Back to the 21st century, and we can see that many investors find the idea of selling stock when they are down simply too painful to face. Instead, they hang on in the vain hope that one day the stock will come good. And of course, it might come good, however, if the reason you originally bought the stock has not come to fruition, not selling is simply a failure to acknowledge reality. This psychological investment trap is also known as the sunk-cost trap, which is about psychologically (but not in reality) protecting your previous choices or decisions — which is often disastrous for your investments. It is tough to take a loss and/or accept that you made the wrong choice. But if your investment is no good, or sinking fast, the sooner you get out of it and into something more promising, the better.
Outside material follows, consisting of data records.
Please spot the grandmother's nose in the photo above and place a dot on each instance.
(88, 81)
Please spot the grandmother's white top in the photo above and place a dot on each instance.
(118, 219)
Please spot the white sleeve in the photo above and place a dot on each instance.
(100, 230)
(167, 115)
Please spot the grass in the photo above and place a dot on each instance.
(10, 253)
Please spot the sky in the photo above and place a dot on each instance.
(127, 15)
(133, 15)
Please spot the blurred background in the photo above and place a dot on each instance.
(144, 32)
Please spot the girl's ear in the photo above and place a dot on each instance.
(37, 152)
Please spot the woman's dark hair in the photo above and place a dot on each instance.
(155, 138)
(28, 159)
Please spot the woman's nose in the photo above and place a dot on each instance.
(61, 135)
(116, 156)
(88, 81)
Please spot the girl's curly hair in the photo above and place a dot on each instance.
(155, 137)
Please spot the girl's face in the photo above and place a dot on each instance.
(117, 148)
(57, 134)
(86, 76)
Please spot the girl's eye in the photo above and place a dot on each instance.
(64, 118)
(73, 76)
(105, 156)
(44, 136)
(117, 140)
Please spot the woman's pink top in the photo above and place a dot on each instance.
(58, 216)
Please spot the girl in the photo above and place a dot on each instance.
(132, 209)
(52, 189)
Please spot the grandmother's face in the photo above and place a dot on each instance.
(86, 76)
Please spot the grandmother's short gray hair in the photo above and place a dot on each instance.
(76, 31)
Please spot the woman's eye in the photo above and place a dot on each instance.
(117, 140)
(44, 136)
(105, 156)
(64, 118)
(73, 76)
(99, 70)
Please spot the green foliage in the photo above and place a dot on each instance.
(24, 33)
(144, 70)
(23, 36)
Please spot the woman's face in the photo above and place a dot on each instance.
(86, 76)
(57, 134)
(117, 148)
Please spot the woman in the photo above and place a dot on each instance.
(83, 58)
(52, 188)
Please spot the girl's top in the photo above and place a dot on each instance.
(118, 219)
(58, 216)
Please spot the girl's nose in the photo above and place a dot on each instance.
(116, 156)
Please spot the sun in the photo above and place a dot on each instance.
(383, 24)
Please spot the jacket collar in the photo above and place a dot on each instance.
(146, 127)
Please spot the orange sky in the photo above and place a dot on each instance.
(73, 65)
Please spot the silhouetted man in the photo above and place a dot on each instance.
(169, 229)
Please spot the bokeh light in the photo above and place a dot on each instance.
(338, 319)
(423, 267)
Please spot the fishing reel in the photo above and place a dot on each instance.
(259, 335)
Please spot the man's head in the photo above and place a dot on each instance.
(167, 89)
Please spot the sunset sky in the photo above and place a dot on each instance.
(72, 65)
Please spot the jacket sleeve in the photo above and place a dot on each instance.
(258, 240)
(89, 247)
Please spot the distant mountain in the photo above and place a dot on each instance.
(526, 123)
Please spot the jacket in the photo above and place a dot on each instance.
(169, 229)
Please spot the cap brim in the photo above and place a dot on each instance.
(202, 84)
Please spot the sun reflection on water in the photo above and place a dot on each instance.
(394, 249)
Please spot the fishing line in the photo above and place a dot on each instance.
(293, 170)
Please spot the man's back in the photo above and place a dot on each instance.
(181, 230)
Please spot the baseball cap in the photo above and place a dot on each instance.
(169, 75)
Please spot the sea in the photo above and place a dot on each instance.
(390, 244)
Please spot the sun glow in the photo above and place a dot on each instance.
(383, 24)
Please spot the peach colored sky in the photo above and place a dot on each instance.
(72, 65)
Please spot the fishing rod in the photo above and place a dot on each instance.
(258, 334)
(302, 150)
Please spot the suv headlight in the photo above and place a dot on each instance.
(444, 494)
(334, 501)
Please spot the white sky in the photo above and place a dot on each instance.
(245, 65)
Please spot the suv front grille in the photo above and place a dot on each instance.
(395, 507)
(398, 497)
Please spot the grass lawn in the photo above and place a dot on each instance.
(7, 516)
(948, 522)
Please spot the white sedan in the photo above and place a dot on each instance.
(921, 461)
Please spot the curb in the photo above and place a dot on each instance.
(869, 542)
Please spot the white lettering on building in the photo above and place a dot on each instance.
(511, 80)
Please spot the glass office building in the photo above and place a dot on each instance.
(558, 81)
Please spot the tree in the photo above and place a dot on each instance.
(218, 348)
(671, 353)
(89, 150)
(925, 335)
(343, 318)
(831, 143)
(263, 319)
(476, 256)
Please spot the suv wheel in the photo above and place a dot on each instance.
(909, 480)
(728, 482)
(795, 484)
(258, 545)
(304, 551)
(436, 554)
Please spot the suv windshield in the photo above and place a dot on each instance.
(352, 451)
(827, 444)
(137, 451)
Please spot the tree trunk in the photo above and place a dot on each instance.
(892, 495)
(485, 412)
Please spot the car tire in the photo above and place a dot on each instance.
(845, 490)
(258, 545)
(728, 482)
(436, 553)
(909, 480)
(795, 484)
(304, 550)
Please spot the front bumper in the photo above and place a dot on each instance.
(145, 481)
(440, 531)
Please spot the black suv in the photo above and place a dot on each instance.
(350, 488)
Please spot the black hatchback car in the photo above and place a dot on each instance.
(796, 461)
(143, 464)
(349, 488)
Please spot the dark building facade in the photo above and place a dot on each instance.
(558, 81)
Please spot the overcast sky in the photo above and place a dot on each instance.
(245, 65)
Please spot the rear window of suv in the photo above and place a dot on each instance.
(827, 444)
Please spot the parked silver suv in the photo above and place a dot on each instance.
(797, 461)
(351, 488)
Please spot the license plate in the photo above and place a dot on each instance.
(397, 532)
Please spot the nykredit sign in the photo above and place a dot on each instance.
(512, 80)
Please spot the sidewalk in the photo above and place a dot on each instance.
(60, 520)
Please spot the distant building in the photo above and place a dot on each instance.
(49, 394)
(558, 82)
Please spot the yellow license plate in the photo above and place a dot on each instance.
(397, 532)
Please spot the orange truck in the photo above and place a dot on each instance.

Loss aversion is the cornerstone of the insurance industry when you think about it and can prevent us from assuming risk; however, some measure of risk-taking is inherent to the very nature of investing. Thus, it is important that we recognise this cognitive bias in ourselves and actively work hard to fight the instincts that lie within us all. Imagine if we refused to realise losses on the stocks we were down on, and we simultaneously locked in profits only on those stocks we were ahead on. Here we are avoiding the ‘realisation’ of loss as we find it too painful, however, what kind of portfolio would we be left with if we got rid of every performing stock while we tightly held onto those that had fallen in value? It would be an ugly portfolio, that’s for sure.

There’s an old saying in stock markets that good investors run their profits and cut their losses. The problem is, most investors do the exact opposite thanks to loss aversion… they cut their profits, all excited to lock them in and take them to the bank, while they run their losses, their only strategy being one of ‘wait and hope things improve’. The act of realising the loss is too hard to bear. The funny thing is, the loss is still there on paper, but it’s only in selling it that one must finally acknowledge and quantify the loss. But that’s a far better outcome than remaining in dreamland and convincing yourself that your losses aren’t quite yet losses unless or until you realise them. They are still losses, and even worse, the capital that’s just sitting there and slowly being eroded isn’t doing better things for you in another investment as it should be doing.

I can comfortably say that I have cut my profits (only to see the stocks go higher) and run my losses (only to see the stocks go lower) countless times and almost without exception, nothing good has come from it. This cognitive bias is natural, but now that you know about it, you have the power to override it.